Dans au moins un cas, un élève qui avait été diagnostiqué avec le coronavirus a fréquenté une école primaire haredi pour enfants ayant des besoins spéciaux, la forçant à fermer temporairement, a rapporté Yeshiva World News.

Les masques faciaux sont exemptés pour les élèves de première année. (Olivier Fitoussi/Flash90)

Pour l’instant, les cours sont facultatifs, de sorte que les étudiants ne sont pas pénalisés s’ils restent à la maison. Mais bientôt, les parents d’élèves plus âgés devront prendre une décision similaire, le gouvernement faisant pression pour continuer à redémarrer le système scolaire dimanche.

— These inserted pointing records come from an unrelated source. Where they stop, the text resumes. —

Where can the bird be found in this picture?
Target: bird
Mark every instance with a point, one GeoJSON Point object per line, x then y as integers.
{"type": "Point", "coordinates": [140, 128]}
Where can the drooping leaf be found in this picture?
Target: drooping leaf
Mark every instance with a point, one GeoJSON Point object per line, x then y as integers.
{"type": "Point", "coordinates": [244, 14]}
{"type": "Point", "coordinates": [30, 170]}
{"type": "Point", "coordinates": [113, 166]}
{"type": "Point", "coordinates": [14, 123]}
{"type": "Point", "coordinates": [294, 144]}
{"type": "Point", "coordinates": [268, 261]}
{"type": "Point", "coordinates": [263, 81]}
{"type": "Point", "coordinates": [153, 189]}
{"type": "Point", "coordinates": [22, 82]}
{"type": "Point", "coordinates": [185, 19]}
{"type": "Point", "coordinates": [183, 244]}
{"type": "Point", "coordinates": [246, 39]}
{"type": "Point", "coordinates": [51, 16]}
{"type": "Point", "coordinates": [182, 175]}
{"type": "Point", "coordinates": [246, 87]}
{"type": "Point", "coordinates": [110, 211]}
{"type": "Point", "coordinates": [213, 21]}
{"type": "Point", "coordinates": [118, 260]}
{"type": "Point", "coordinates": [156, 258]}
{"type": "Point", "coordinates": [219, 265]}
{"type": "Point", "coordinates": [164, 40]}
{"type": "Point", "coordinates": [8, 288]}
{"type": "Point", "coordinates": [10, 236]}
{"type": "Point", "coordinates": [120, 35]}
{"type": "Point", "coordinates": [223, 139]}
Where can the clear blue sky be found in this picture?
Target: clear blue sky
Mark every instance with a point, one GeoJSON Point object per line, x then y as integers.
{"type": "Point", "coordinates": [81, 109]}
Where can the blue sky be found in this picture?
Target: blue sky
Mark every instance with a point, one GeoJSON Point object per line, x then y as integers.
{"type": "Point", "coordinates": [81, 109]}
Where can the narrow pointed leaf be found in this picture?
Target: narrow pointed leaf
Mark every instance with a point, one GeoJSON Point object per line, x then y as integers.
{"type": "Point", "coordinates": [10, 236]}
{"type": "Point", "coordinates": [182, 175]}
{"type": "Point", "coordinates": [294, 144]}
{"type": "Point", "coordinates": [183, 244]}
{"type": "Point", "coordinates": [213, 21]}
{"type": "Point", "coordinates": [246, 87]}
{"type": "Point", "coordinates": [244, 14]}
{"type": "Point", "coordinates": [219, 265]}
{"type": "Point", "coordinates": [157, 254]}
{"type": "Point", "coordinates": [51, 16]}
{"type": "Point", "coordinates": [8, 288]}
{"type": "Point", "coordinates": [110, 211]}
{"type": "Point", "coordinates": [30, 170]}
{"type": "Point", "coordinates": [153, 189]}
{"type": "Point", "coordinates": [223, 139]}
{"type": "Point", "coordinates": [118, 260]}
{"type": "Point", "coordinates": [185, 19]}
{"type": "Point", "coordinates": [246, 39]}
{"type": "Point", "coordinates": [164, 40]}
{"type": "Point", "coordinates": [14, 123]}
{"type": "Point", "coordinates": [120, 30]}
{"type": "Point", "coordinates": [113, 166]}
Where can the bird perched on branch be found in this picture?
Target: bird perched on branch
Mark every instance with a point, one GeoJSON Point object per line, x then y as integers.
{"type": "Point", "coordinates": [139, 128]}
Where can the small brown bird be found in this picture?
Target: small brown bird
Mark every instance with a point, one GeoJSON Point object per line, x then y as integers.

Pour faciliter la distanciation dans les salles de classe, les élèves ne fréquenteront qu’un à trois jours par semaine, apprenant en ligne le reste du temps, selon la proposition du gouvernement.

Mais même si le nombre de cas dans le pays continue de baisser, beaucoup sont inquiets. Mardi, 15 villes à travers le pays ont rejeté l’expansion, dont plusieurs, comme Tel-Aviv, qui s’étaient auparavant opposées à la réouverture précipitée par le gouvernement des classes 1 à 3.

Quant à Taub, elle a dit qu’elle était encline à attendre un certain temps avant de renvoyer ses enfants à l’école. Même une fois que toutes les classes reprendront leurs études, a-t-elle dit, elle prévoit d’attendre que « le temps se soit écoulé et que je ne vois pas de pic dans les cas ».